I too am very disappointed at the lack of critical thought in both the article, which sets up strawman hypotheses and goes on to refute them and ridicule them, and with the readers, who have been provided with serious and rational links by myself and others, as the one by Stephen Salter below, which does describe the ingenious method of increasing albedo non destructively.

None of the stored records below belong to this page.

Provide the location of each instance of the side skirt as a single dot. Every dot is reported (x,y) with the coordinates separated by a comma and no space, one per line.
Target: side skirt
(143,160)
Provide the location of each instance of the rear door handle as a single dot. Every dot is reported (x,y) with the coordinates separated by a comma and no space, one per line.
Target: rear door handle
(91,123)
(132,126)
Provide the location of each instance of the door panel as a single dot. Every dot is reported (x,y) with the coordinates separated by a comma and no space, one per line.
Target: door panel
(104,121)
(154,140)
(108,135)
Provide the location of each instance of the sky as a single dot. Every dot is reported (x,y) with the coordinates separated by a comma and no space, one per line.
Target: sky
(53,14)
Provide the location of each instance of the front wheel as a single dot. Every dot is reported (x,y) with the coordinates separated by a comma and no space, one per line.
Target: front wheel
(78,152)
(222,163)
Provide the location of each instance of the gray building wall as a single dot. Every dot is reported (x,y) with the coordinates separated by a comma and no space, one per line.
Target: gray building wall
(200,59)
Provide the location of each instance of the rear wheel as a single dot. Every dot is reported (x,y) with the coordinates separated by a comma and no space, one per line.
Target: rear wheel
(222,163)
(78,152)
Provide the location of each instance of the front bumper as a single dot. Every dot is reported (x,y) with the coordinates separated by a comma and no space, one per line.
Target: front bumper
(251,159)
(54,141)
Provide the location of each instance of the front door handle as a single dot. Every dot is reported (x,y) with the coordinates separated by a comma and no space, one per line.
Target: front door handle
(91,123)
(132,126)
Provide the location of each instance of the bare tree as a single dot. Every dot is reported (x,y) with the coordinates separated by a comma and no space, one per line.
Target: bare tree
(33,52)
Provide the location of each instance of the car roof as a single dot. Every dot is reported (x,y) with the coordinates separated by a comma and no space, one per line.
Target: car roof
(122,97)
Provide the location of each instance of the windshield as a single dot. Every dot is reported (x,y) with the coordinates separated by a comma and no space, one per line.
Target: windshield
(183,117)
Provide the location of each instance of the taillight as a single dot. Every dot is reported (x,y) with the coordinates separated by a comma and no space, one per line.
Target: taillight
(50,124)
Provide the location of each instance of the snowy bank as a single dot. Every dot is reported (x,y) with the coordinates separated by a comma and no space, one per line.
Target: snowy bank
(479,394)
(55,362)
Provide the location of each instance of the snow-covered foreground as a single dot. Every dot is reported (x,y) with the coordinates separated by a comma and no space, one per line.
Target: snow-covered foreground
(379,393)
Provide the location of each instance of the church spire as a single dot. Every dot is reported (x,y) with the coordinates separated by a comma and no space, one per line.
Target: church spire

http://www.see.ed.ac.uk/~shs/Climate%20change/Phil.Trans.%20Seagoing%20hardware.pdf ,
This proposal just changes the albedo while it is working and reverts to normal when it stops. In contrast to the sorcerer’s apprentice other methods offered for geoengineering, from sulfur in the sky to iron in the oceans.
It should be supported by skeptics as a second line of defense and as an alternative to the idiotic cap and trade stuff being rammed down our throats.
Those of you who know me on this board, know that I am convinced by the data that the warming observed is natural, not man made. Nevertheless, the countries of the world do not listen to skeptics and are ready to tie up trillions and destroy the western way of life on the assumption that the slight heating observed is due to CO2 increases.
This project is ingenious and the construction of a test ship should be supported, and not ridiculed. It offers great savings both in money and in a way of life, supposing that AGW were true. By the time one ship is built and tested the PDO etc cycles will probably convince everybody that there is no great heating going on, and the project can stop, though the idea to have a station self propelled and with little energy expenditure roaming the oceans is also useful, if demonstrated to work.
The Flettner rotors are already in use:
http://www.enercon.de/www/en/windblatt.nsf/vwAnzeige/4DA5AEEBACEAEDFDC12574A500418221/$FILE/WB-0308-en.pdf
The important thing is it is nondestructive and its effects easily stopped.